Faythe had to spin, barely making it to a bucket before she retched. Not much came up, and hunger pains clenched her stomach when she finished dry-heaving at the thought of the repeated torture like what she’d endured in the banquet hall the first time the Magestone was embedded in her.
“I’ve had enough of you,” Marvellas said.
Faythe detected a note of defeat and distance in her tone. When she lifted herself off the floor, she found Marvellas standing with her back to Faythe, staring out the long window.

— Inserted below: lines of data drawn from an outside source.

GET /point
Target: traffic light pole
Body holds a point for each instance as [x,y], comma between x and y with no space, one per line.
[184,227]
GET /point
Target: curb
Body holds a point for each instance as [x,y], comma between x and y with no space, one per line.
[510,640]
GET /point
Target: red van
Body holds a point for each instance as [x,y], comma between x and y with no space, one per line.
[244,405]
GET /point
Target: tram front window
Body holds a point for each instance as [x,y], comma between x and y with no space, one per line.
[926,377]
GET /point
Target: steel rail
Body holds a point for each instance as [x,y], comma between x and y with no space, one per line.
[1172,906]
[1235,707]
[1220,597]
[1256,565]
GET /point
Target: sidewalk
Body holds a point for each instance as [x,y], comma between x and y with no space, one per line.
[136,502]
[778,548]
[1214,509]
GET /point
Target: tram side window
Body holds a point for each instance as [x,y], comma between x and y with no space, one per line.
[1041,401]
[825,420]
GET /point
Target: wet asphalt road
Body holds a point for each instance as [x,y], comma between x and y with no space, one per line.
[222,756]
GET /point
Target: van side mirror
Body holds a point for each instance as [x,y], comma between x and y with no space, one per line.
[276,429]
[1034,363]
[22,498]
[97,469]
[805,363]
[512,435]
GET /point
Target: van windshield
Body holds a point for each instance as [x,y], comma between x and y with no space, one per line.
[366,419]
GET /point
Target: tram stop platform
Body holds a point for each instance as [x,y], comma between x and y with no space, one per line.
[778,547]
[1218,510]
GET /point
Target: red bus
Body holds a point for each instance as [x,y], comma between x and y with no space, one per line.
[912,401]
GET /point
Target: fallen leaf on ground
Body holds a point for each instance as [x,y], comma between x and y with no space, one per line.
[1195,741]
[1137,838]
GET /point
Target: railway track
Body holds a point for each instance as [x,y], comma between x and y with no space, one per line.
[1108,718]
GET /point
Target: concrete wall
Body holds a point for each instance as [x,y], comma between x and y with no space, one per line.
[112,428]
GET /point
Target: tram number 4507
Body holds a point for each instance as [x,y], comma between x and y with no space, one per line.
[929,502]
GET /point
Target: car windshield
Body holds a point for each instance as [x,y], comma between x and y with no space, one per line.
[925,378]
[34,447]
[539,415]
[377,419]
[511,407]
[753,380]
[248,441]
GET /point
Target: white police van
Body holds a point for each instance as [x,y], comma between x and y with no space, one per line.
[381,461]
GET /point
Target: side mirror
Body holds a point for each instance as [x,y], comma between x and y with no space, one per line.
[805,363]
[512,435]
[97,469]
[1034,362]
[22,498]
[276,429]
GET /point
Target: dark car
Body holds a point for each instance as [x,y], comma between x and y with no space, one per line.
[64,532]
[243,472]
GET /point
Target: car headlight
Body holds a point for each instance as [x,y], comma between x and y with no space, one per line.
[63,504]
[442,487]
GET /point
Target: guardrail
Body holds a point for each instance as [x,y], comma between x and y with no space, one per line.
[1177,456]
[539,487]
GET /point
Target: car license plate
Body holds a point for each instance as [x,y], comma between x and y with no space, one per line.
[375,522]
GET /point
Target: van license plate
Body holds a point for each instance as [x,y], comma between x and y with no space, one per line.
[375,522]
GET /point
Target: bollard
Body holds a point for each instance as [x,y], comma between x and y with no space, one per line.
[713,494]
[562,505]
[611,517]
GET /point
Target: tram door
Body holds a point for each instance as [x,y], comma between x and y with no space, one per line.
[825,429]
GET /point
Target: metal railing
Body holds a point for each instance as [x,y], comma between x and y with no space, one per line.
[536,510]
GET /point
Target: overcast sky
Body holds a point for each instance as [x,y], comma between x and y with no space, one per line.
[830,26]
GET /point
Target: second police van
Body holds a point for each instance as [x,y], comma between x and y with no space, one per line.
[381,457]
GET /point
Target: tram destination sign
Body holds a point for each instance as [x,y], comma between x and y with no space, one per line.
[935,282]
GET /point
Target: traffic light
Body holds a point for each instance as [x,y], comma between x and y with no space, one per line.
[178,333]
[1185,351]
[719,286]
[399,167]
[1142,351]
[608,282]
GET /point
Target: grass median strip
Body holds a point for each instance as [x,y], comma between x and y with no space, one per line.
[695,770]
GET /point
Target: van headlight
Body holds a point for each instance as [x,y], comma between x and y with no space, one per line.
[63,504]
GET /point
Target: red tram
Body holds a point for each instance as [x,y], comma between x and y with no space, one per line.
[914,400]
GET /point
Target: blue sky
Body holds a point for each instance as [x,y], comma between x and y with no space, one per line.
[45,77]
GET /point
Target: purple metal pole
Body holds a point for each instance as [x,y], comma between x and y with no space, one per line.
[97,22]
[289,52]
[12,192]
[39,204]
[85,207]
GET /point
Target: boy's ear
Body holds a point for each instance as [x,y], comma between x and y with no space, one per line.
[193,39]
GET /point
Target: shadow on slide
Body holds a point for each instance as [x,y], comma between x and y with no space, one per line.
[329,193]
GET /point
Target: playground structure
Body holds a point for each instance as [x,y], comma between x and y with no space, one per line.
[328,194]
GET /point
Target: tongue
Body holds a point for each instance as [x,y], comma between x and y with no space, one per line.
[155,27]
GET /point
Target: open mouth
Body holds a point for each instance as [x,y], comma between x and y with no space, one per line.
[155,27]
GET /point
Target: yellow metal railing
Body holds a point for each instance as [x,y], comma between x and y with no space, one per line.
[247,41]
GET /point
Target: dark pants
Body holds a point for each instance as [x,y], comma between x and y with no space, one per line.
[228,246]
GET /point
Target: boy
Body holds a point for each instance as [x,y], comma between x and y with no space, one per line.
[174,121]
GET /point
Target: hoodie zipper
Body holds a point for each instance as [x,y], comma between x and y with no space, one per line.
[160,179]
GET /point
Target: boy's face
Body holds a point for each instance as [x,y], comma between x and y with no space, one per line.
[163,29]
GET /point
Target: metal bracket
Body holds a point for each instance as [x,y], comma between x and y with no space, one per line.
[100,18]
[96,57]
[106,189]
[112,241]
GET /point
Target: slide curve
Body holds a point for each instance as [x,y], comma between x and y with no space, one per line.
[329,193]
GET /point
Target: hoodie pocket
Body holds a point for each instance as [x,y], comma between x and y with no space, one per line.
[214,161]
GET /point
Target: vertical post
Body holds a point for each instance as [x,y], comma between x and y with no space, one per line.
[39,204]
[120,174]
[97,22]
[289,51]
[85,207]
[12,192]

She didn’t insist Faythe show her the vision of Nyte again, but she didn’t think it was needed while Marvellas hugged herself, lost in thought.
She didn’t know how Captain Daegal had known to come, but leaving with him wasn’t much more pleasant than staying with Marvellas.
Back at her cell, Nyte was sitting in the same position she’d first seen him in when she awoke.
Before the captain would let her go, he pulled Faythe tightly to him, and she resisted the urge to spit in his menacing face.
“You try something like that stunt earlier again, I don’t have instructions not to hurt you,” he seethed.
He pushed her so hard she almost didn’t catch herself quickly enough before her face hit the wall. The cell door slamming shut was distant to the pain roaring in her ears from the disrupted Magestone in her arms.
She stayed in that position, hands plastered to the cold stone wall, until the stone stopped pulsing through her.
“I might have an idea,” Nyte said after a stretch of silence.
“Tell me.” She peeled herself away from the wall and slumped onto her cot.
Nyte was staring down the hall, his expression dark as if he were thinking of the departed captain. “I don’t know if it’s possible, and I’m not the most thrilled about it if it is.”
“Then why share it?”
“Because it might be the only way for me to have a temporary presence beyond your mind in this world.”